Burmese Pagodas, Curtain Panels and Reporting Parameters

One of the perks of being based in Asia is that the travel opportunities are phenomenal.  A Burmese friend invited me to join him for a trip to visit his family in Myanmar.  Of course, I accepted and we spent a few days in Yangon and Mandalay.  At the end of the trip, he took me to a place called Bagan where there is a countless number of 1,000 year old brick pagodas like these:

As i spent the day in a horse drawn buggy, trotting across the desert looking at these forms, I started to wonder how to generate them in Revit.  I took particular interest in the textures and rings of the spires:

After trying a couple of different methods, it ended up being a really neat experiment in the use of curtain panels and the reporting parameters feature in 2011.

So here we go....

First thing i did was set up a pair of 3-point curves which i would use to set-up my elevation profiles.  By attaching parameters to the driving reference points, i could refine the shape later:

Each horizontal line represents a horzontal division of the model.  I will use this to get the stepped effect later on but first i had to place reference points at every intersection.  I simply placed the points on my curve and then pressed the HOST POINT BY INTERSECTION button.  I selected the line i wanted to link for the intersection and it worked like a charm.

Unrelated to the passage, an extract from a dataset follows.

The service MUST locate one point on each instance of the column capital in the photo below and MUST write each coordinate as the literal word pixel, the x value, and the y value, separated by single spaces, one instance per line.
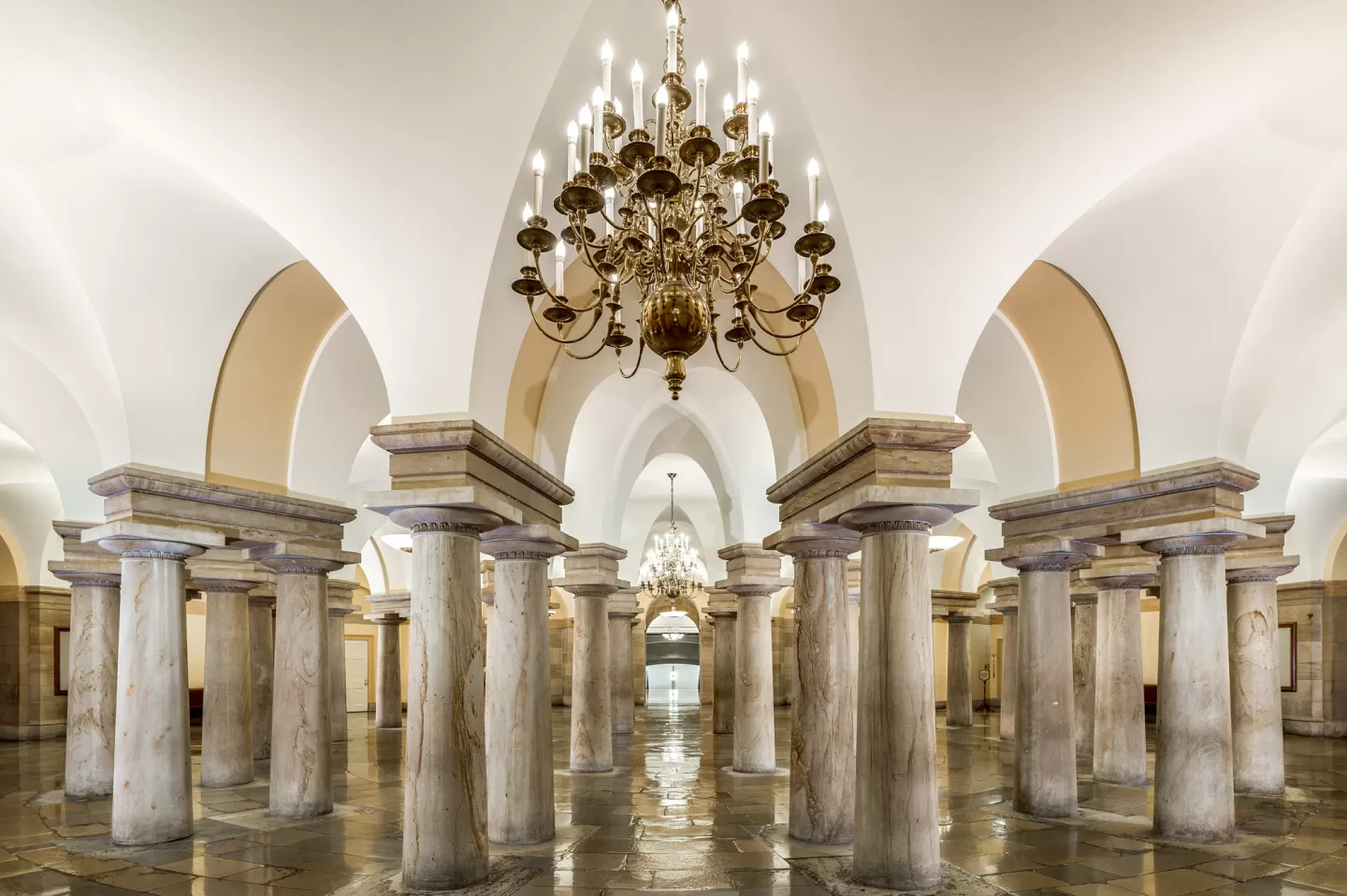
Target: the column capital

Now that point will ALWAYS be where the line and curve intersect....And I can now put a reporting parameter to it that will come in handy later:
Next i had to make my curtain panels using the Panel Pattern Templates.  First i made a slab and a disc mass family:

Then nested these in to an OMNI GRID 2x2 Panel Pattern:


The 'Panel_HT' Paramenter is actually a reporting parameter that will be used to control the height of each Pattern Panel in the final model.  This is the Patterns after the nested parameters have been linked:

With this accomplished, I go back to my profile model and set up a pair of surfaces to divide and apply my pattern:
Now i go through and pick each panel individually and link its width to the reporting parameters i set up along the curve earlier in the exercise.  The end result looks like this:

Several of my Hindu and Buddhist colleagues got a real kick out of seeing this model on my computer screen as the work progressed.  They all had a deep religious connection to forms like this.

At the end of the exercise i noticed something very interesting as well, By burrowing down into my selection, I could actually divide the surfaces that made up the individual slabs....This would allow me to apply further textures and ornament to each individual panel element....This is a rabbit hole that goes down pretty far!